VNStats is the successor to the vnscripts stats project, because I don't have the focus left to rip many scripts anymore.

In this wiki, you'll find a wealth of information on how to rip visual novel scripts, how particular engines handle their scripts, how corpus linguistics on Japanese text works, and the statistics we can create based on those scripts. Everything here is strictly for analytical purposes. Nothing here enables or condones the piracy of visual novels or the circumvention of their DRM.

Previous projects for collecting stats about VNs generally used engine-specific analysis tools. This project dumps every script to a common format, to make sure that there's as little difference as possible between the analysis process for different games/engines, and everything after getting the script into that common format is automated.

This project covers 31.5 million lexemes with an upper bound of 37.8MB entropy (1024^2, circa 40 million bytes; upper bound; LZMA2/7z).

VN Stats is a project to maintain objective, useful, up-to-date statistics on visual novel scripts, so that readers and learners can meaningfully talk about the length, difficulty, and complexity of different works.

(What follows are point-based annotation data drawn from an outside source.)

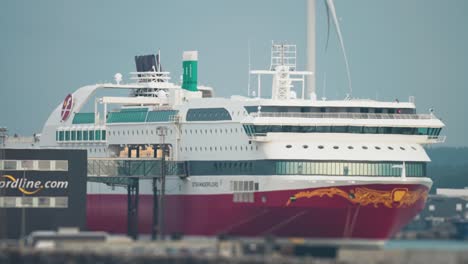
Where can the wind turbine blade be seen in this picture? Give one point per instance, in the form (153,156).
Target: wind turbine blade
(331,8)
(328,25)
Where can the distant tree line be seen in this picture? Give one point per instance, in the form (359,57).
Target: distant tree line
(448,168)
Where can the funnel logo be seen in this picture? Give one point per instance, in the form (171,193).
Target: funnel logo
(29,187)
(67,107)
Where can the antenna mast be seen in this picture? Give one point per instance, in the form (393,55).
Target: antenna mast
(311,49)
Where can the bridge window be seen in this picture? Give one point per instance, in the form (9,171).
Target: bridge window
(208,114)
(261,130)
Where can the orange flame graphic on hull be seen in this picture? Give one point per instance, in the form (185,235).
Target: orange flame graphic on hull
(398,197)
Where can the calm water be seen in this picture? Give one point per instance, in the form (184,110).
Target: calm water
(427,244)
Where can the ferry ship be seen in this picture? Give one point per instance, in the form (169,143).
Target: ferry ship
(285,166)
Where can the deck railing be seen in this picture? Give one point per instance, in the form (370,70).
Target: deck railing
(344,115)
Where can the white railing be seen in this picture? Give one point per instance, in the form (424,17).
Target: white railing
(344,115)
(437,139)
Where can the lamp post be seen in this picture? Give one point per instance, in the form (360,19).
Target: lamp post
(162,132)
(3,215)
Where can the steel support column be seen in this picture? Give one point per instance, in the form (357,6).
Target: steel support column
(132,207)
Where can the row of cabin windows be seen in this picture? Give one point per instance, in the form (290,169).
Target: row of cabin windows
(298,109)
(243,186)
(262,130)
(413,169)
(80,135)
(136,132)
(208,114)
(307,167)
(211,131)
(220,148)
(352,147)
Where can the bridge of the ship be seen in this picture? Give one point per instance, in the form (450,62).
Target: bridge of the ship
(127,172)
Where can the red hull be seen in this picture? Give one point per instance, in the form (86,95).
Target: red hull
(314,213)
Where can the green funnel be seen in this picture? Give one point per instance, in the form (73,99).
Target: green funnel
(190,67)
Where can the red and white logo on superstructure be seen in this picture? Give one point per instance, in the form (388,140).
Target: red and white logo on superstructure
(67,107)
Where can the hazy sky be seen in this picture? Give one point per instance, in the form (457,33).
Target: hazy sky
(396,49)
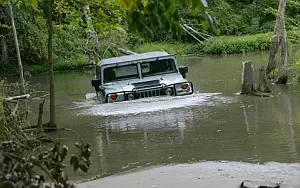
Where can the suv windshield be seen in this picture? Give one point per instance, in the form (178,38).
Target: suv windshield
(158,67)
(123,72)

While traditional media like books and cinema have obvious metrics for length (pages/words, runtime), visual novels "hide" this information by mixing content text with program logic. Unlike gameplay-heavy video games, where an average playthrough's playtime is meaningful, visual novels have a lot of quirks that cause different consumption styles to have radically different playtimes, depending on what that particular visual novel does. Some people skip anything erotic, some people use guides, some people try every choice, etc.

Additionally, while you can meaningfully compare the difficulty of different video games, writing doesn't have an obvious metric for reading difficulty except in the most radical cases. A normal person can't tell you how hard a particular story is with any kind of certainty, novel or visual novel or what. This is compounded by second-language learners having completely different standards for what quirks make reading something difficult than native readers.

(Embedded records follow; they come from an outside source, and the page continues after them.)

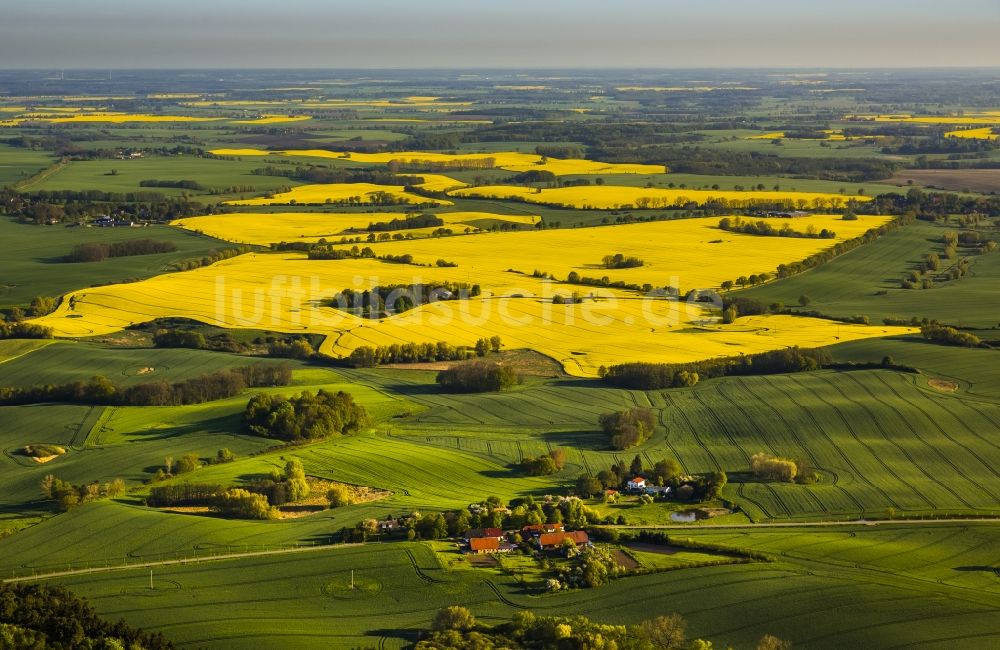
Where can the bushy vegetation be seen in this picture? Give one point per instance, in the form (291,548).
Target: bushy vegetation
(455,628)
(306,416)
(765,229)
(657,376)
(950,336)
(39,617)
(621,261)
(18,330)
(478,376)
(95,252)
(406,223)
(66,495)
(628,428)
(546,464)
(204,388)
(382,300)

Visual novels are interesting because they're a culturally meaningful but non-obvious source of corpus linguistics material. Normally, mainstream culture only accepts certain perverse story themes in the context of high literature, which directly affects the language with which they're presented. Visual novels are seen as a niche thing by default, and have less of a stigma against presenting certain themes in certain ways. This makes the writing less colored by societal norms.